Second, as part of the ESSEC programme, Chew spent her summer interning at Barclays in 2015, where she impressed the bank and secured a job offer for the following year.

“My first degree equipped me with a good holistic foundation in business, but to move into a banking job, I needed to hone my technical skills and deepen my knowledge in finance,” says Chew. “I chose the ESSEC’s Master because it’s highly reputable and technically challenging.”

Chew opted for the ‘international track’ at ESSEC, allowing her to study in both Singapore and Paris (students can also complete the degree solely at one of these two campuses). “I wanted to keep in touch with Asian markets, but also wanted to live in France and be immersed in French culture, especially since I speak the language. The degree gave me the best of both worlds,” explains Chew.

She describes the programme as “very intense”. “It was an especially steep learning curve as most subjects were new to me. Many of my classmates had had work experience in finance or had technical degrees like engineering or mathematics. But my friends supported me in areas they were more familiar with, and I simply worked very hard.”

ESSEC’s professors were equally helpful. “They didn’t just lecture and organise case studies – they were always open and ready to answer questions, even after class.”

Chew also says ESSEC prepared her well to secure a summer stint at Barclays in London. The business school provides job-focused training via AlumnEye, a coaching company that assists students with each stage of the banking recruitment process – from writing essays that simulate online job applications to taking part in mock assessment centres.

“I went through the same difficult interview process as everyone else, but I received a lot of useful guidance and preparation materials,” says Chew. “ESSEC was also quick to make us aware of all the relevant internship application deadlines and networking sessions.”

“Having a four-month internship as a pre-requisite is a unique and useful aspect of the degree. Being pushed to do an internship was a crucial part of our education and the surest route to landing a potential full-time job,” adds Chew.

She says the internship was “character building”. “It’s extremely competitive as your peers are just as hungry as you are to secure a job. The hours can be long and the tasks can be exacting. But I enjoyed the experience because it was well-planned and eye-opening – I learnt a lot very quickly.”

Chew didn’t waste her time making coffee or passively shadowing senior people. “We were given meaningful projects and measurable goals to achieve.”

She spent the first half of the internship working in Barclays’ markets division. “I had to come up with practical and creative macro trade ideas as well as make equity pitches in front of large audiences of managers and other interns,” says Chew. “While this threw me out of my comfort zone initially, it taught me to express and defend my opinions confidently, as well as gave me in-depth knowledge of different asset classes and financial instruments.”

At Barclays, Chew was able to draw upon the technical subjects she had studied at ESSEC the previous semester. She even ended up teaching fellow interns about ‘Greeks’, a method of measuring the sensitivity of an option’s price. “During the internship, I used what I’d learnt at ESSEC on actual trades, so I gained an applied, knowledge of finance,” she adds.

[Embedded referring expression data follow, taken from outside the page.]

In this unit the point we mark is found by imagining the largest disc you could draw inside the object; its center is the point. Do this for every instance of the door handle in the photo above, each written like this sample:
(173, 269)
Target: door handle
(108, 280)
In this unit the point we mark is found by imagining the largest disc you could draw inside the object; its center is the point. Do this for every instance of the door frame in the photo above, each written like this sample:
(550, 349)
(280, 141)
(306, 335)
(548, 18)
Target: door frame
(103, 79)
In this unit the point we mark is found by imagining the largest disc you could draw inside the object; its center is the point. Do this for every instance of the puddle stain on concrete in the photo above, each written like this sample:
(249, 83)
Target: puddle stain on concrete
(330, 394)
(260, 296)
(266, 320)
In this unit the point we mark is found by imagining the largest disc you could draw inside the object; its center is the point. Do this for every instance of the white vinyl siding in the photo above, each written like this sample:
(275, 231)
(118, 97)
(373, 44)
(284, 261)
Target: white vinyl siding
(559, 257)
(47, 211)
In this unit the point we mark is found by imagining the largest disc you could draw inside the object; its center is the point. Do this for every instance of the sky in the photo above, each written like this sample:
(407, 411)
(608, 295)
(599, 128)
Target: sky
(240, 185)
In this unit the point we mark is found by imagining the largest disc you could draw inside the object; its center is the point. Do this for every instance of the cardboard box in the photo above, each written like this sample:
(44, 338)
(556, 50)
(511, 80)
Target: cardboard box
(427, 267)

For the final two months of her summer, Chew worked in Barclays’ Investment Banking Division (IBD), where she focused on mergers and acquisitions (M&A) in the financial institutions sector. “It was a great opportunity as it gave me an insight into both the public and private side of a bank.”

Her stint in investment banking landed her a full-time job in the M&A after she graduated from ESSEC. “It wasn’t just my work ethic and technical ability that helped me get this job – it was my genuine interest to learn and to forge new, meaningful relationships across the bank.”

Chew says she’s enjoying the experience of working overseas at a young age. “I am grateful for my ESSEC education and proud of my ESSEC qualification – it played a big role in helping me get to where I am today. I’ve had an exciting start to my career in one of the world’s top financial centres. I’ve now got a launch pad to becoming successful in banking.”